Me emociona pensar en las palabras de Elena de White cuando en referencia de esta experiencia de Abraham dice:

“Todo el pesar y la agonía que soportó Abraham por esta sombría y temible prueba, tenía por propósito grabar profundamente en él la comprensión del plan de redención en favor del hombre caído. Se le hizo entender mediante su propia experiencia cuán inmensa era la abnegación del Dios infinito al dar a su propio Hijo para que muriese a fin de rescatar al hombre de la ruina y completa. Para Abraham, ninguna tortura mental podía igualarse con la que sufrió al obedecer la orden divina de sacrificar a su hijo” (3TI 407).

En el Nuevo Testamento, Juan el Bautista resumió justamente la misión del Jesús en estas palabras: Jesús, es “el cordero de Dios que quita el pecado del mundo” (Juan 1:29). 

En este mundo en el cual vivimos la única solución para el problema del pecado es Jesucristo. Él es cordero de Dios que cubre los pecados de todos los seres humanos. Él es la solución que Dios ya proveyó ¿Amén?

LLAMADO

Como padres cristianos tenemos una misión muy clara.

- Debemos ser ejemplos para nuestros hijos, haciendo la voluntad de Dios, aunque muchas veces parezca una locura.

- Cada día necesitamos renovar nuestra con anza en Dios, entregar y consagrar nuestra familia en señal de adoración.

- Entregar los nuestros en las manos de Dios porque él es el Único que provee verdadera salvación.

- Somos ejemplos e intercesores.

- Como en la antigüedad, somos llamados a “pintar” los dinteles de la puerta de nuestra casa con la Sangre del Cordero para que nuestros hijos sean salvos (Éxodo 12:7).

De verdad digo esto y con mucha convicción, estamos viviendo en los últimos minutos del reloj profético.
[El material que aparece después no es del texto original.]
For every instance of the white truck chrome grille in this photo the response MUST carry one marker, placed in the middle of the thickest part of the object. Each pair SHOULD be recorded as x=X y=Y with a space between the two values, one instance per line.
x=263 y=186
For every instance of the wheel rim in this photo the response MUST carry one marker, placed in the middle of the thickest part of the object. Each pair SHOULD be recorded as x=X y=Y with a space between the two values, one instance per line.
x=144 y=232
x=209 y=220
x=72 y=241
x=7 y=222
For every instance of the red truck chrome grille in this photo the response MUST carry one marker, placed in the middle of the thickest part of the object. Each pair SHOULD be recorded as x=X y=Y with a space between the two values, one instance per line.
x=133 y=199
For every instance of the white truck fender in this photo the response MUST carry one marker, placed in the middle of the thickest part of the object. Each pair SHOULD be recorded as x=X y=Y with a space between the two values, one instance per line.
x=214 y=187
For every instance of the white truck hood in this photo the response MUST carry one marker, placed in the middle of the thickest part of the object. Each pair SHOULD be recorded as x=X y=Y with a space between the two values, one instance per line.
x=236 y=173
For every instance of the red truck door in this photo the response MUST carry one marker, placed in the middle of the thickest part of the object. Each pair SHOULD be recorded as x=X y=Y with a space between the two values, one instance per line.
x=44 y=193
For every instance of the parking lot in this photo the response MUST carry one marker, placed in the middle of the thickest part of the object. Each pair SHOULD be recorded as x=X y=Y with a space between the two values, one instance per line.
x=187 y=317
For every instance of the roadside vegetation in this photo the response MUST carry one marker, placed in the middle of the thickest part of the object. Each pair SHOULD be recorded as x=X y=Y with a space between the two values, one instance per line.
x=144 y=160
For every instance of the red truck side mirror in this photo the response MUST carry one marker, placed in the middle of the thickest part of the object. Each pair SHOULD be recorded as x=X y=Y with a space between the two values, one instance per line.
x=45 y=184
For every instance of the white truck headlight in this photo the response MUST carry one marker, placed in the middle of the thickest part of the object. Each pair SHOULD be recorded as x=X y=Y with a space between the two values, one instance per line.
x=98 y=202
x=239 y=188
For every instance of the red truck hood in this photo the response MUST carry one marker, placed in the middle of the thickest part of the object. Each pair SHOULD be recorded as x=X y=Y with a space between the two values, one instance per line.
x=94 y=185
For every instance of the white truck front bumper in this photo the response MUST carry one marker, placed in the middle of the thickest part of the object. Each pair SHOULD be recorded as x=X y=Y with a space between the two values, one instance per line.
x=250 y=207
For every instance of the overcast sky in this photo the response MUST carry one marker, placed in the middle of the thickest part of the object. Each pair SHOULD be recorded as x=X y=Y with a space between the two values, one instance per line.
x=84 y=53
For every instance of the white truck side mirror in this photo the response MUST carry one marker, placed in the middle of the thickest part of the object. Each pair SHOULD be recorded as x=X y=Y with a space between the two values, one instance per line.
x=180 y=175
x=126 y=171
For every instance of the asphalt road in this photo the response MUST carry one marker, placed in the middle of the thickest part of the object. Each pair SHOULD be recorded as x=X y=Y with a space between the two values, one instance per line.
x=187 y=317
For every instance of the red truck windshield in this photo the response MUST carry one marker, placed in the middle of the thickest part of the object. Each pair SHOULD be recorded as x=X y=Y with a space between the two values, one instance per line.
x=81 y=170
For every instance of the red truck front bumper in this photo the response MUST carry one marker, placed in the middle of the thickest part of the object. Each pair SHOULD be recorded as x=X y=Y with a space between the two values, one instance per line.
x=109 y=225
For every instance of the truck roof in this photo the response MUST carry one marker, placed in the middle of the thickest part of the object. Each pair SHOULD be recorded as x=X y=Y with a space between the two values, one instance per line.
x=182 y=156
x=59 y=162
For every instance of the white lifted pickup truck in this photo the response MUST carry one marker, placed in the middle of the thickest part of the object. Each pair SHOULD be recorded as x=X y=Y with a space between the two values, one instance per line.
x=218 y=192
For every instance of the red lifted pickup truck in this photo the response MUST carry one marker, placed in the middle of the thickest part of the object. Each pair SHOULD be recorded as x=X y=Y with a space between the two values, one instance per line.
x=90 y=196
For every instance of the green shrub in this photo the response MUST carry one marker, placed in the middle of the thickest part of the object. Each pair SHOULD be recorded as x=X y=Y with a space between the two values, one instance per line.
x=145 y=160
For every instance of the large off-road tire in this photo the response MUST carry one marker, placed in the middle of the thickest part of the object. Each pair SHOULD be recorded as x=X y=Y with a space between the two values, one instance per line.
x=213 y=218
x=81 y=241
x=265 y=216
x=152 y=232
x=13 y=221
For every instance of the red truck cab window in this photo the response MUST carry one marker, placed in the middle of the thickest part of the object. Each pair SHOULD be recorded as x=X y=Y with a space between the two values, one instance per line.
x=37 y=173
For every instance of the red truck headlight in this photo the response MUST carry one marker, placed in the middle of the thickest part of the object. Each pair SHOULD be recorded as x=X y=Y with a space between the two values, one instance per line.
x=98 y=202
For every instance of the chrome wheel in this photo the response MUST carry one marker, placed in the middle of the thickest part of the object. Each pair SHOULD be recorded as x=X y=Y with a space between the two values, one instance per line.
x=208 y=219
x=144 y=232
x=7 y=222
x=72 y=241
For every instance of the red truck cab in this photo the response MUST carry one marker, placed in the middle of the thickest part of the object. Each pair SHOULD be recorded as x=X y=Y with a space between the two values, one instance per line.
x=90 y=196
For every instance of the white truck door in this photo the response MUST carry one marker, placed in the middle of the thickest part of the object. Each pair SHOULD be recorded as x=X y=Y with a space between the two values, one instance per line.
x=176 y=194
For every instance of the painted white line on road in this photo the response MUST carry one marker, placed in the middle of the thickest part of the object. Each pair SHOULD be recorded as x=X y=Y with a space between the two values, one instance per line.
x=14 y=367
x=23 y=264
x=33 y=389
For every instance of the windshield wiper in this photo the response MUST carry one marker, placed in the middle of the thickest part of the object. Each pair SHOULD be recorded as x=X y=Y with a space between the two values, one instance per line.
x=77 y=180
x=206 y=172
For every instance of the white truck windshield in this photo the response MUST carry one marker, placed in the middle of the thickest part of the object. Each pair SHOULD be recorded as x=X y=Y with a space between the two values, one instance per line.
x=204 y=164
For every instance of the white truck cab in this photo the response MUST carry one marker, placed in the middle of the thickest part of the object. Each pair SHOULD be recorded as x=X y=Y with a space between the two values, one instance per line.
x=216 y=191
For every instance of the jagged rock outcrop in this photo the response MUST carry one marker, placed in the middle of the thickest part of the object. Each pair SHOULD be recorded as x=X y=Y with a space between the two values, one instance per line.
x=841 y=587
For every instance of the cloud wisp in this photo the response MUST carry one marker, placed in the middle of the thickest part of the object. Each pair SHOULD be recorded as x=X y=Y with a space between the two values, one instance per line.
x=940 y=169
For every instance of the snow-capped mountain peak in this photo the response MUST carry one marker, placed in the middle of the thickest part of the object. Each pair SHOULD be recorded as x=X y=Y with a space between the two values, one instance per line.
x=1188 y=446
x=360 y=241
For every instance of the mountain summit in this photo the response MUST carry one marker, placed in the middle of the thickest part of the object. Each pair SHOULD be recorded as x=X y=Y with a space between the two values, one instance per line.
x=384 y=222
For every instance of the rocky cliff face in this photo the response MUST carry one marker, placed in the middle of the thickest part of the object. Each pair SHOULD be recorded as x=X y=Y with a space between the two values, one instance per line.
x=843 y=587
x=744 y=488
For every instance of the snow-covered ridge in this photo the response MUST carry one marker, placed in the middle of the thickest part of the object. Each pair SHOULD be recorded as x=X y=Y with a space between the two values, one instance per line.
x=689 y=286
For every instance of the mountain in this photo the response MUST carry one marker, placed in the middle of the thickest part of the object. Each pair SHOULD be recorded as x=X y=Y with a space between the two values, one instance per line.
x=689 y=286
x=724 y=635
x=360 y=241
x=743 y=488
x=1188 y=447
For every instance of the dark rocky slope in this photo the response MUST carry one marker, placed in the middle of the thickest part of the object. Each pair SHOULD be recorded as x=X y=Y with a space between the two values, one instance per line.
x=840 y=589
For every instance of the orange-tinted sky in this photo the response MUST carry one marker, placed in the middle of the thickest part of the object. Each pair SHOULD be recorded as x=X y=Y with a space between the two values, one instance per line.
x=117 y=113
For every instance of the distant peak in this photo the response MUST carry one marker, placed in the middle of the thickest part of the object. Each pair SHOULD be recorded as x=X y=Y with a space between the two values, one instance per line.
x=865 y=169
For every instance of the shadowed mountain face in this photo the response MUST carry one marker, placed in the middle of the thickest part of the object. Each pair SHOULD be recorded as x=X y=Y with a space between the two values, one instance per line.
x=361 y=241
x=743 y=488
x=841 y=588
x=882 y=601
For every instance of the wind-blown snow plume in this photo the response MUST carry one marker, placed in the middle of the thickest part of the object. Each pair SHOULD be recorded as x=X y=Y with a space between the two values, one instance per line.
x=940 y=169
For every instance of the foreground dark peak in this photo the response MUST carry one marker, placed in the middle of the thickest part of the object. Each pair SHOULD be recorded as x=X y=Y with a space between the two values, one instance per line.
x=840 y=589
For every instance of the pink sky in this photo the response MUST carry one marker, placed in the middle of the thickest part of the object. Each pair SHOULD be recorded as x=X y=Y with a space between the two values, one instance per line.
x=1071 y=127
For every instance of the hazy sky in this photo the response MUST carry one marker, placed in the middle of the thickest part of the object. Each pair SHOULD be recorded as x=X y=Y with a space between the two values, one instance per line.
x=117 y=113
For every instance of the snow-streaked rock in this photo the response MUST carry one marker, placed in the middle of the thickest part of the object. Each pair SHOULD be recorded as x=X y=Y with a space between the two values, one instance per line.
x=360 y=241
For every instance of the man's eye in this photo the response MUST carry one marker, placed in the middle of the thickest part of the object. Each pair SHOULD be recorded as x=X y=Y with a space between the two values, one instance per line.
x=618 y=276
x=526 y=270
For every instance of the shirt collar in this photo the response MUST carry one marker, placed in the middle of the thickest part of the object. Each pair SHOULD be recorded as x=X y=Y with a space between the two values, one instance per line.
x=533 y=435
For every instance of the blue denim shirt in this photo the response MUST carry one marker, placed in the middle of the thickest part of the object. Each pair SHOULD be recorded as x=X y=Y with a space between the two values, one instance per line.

Cristo está volviendo y necesitamos hoy más que nunca permitir que la sangre de Jesús limpie de todo pecado nuestra familia.

Dios te llamó a ser un ejemplo. A ser un hombre y una mujer de fe. A ser un intercesor. ¿Estás dispuesto a ser un padre, una madre conforme al corazón de Dios? 

¿Estás dispuesto o dispuesta a jugarte por tu fe y dar todo por Jesús? 

¿Te atreves a decir como Abram “¡Aquí estoy Señor, dime que hacer!?”.

Esto requiere sacrificios, comunión intima, abandonar cosas, y jugarnos para ser padres y madres intercesores por nuestros hijos. 

Hoy somos llamados por Dios a enseñar por precepto y ejemplo a nuestros hijos que la única solución para el problema del pecado es Cristo. Porque fuera de él no hay salvación. ¿Estás dispuesto? 

Entonces ponte de pie y vamos a orar

ORACIÓN

Oh Padre celestial, dame fuerzas y fe para hacer sólo tu voluntad aunque esto requiera sacrificios extremos. Quiero aceptar tu salvación en mi vida. Salva mi familia, te la entrego solo a ti y lo hago en nombre de Jesús. Amén.